日本一“熱い街”熊谷の社長日記

組織論の立場から企業の“あるべき”と“やってはいけない”を考える企業アナリスト~大関暁夫の言いっぱなしダイアリー~

<音楽夜話>「ロックンロールの未来」と言われた男

2008-02-17 | 洋楽
ひと昔かふた昔か前に、VSOP=ベリー・スペシャル・ワン・パターンという流行語がありました。

音楽界のVSOPと言えば、すぐに思い当たるのは、日本人ならサザン・オールスターズに松任谷由実、吉田拓郎や浜田省吾もそうですね。日本のビッグネームたちには、どうもVSOPが多いように思います。

個人的なVSOPの基準は何かと言えば、1枚アルバムを聞くとすごく良いと思い、もう1枚聞くとなるほどこれも良いなぁと思う。3枚目になると、何となく聞き慣れた気がして、4枚目ともなると「う~ん、これ前に買ってない?」と自問自答します。5枚目以降は買うのを躊躇しつつも買って「また同じだ」とやや後悔、最終的には「中から一番良いアルバムを1枚持っていればいいかな」と思わせられてしまうアーティストです。先のビッグ・ネーム達、なんか分かる気がしませんか?

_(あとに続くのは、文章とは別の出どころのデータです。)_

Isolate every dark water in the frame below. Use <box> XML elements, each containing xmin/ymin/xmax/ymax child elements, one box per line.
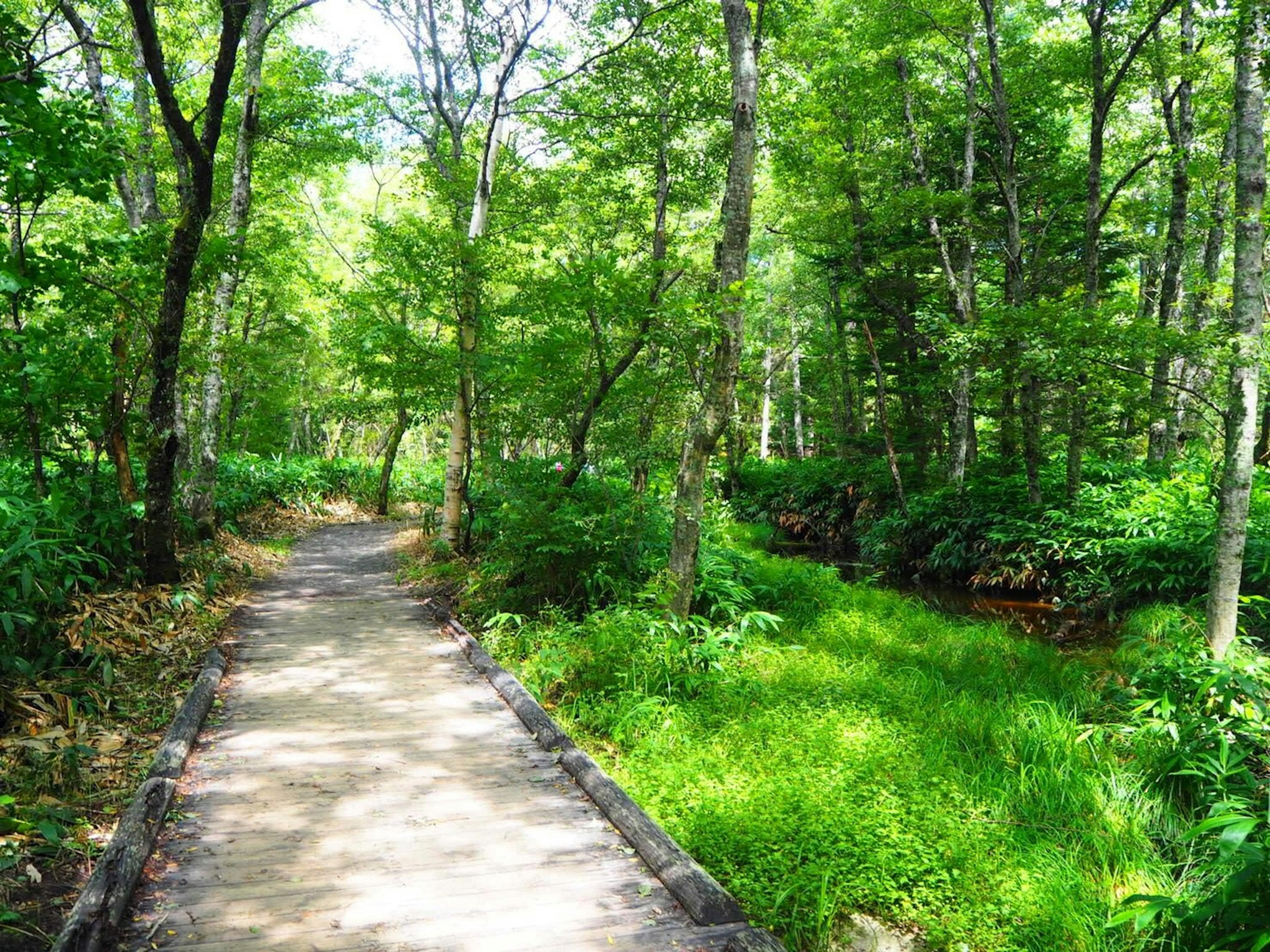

海外でVSOPなビッグ・ネームと言えば、個人的には何と言ってもブルース・スプリング・スティーン。売れなかったファースト、セカンド、ブレイクした「明日なき暴走」、その次作「闇に吠える街」、2枚組の「リバー」も、もうひとつの代表作「ボーン・イン・ザUSA」も、さらにはその後続々出されるアルバムも、ベスト盤も、結局どれも私にはみ~んな同じように聞こえます。

ファーストもセカンドも出来は良かったのにPR不足で全く売れず。同じような内容でも75年の3枚目「明日なき暴走」が爆発的に売れたのは、批評家ジョン・ランドゥ(後にブルースのマネージメントを担当)の「ロックン・ロールの未来を見た」という名コピーに反応したタイム誌、ニューズ・ウィーク誌が同時に表紙にブルースを使ったことによるのです。コピーライティングひとつで、大ヒットはこんなにも簡単に誕生させられてしまうのだと、“言葉の魔術”には感動さえ覚えます。

A1「涙のサンダー・ロード」こそ、彼のVSOPの原点であると思います。ピアノを機軸にしたシンプルな演奏をバックにワイルドに吠える、そして荒々しくからむサックスの音色・・・、確かに当時としては、ここに「ロックン・ロールの未来」が見えたのかもしれません。当時日本では、佐野元春をはじめとして、そっくりな音づくりでマネをするアーティストが続々登場したのにも驚かされました。余談ですが、この曲私の“空耳ソング”でもありまして、「オー、サンダー・ロード・・・」を連呼する終盤の部分、「オッさんだろ?オッさんだろ?・・・」と聞こえます。

タイトル曲B1「明日なき暴走」についても一言。かっこ良すぎですよね。何がって、演奏とか曲の良し悪しと言うよりも、全体感としてのこの曲が持つ雰囲気っていうのでしょうか。彼がアメリカで「THE BOSS」と呼ばれ、未だに他の追随を許さぬ大ヒーローであり続けるのは、この曲にイメージされる独自のアメリカンでワイルドなスタイルがあるからではないでしょうか。

ジャケットもギター片手のモノクロ写真(裏ジャケに続くブルースが寄りかかる背中は、ビッグ・マン=サックスのクラレンス・クレモンス)は最高のセンスです。
ビデオ・クリップも「なんじゃコレ!」って言うぐらいカッコいいですよ。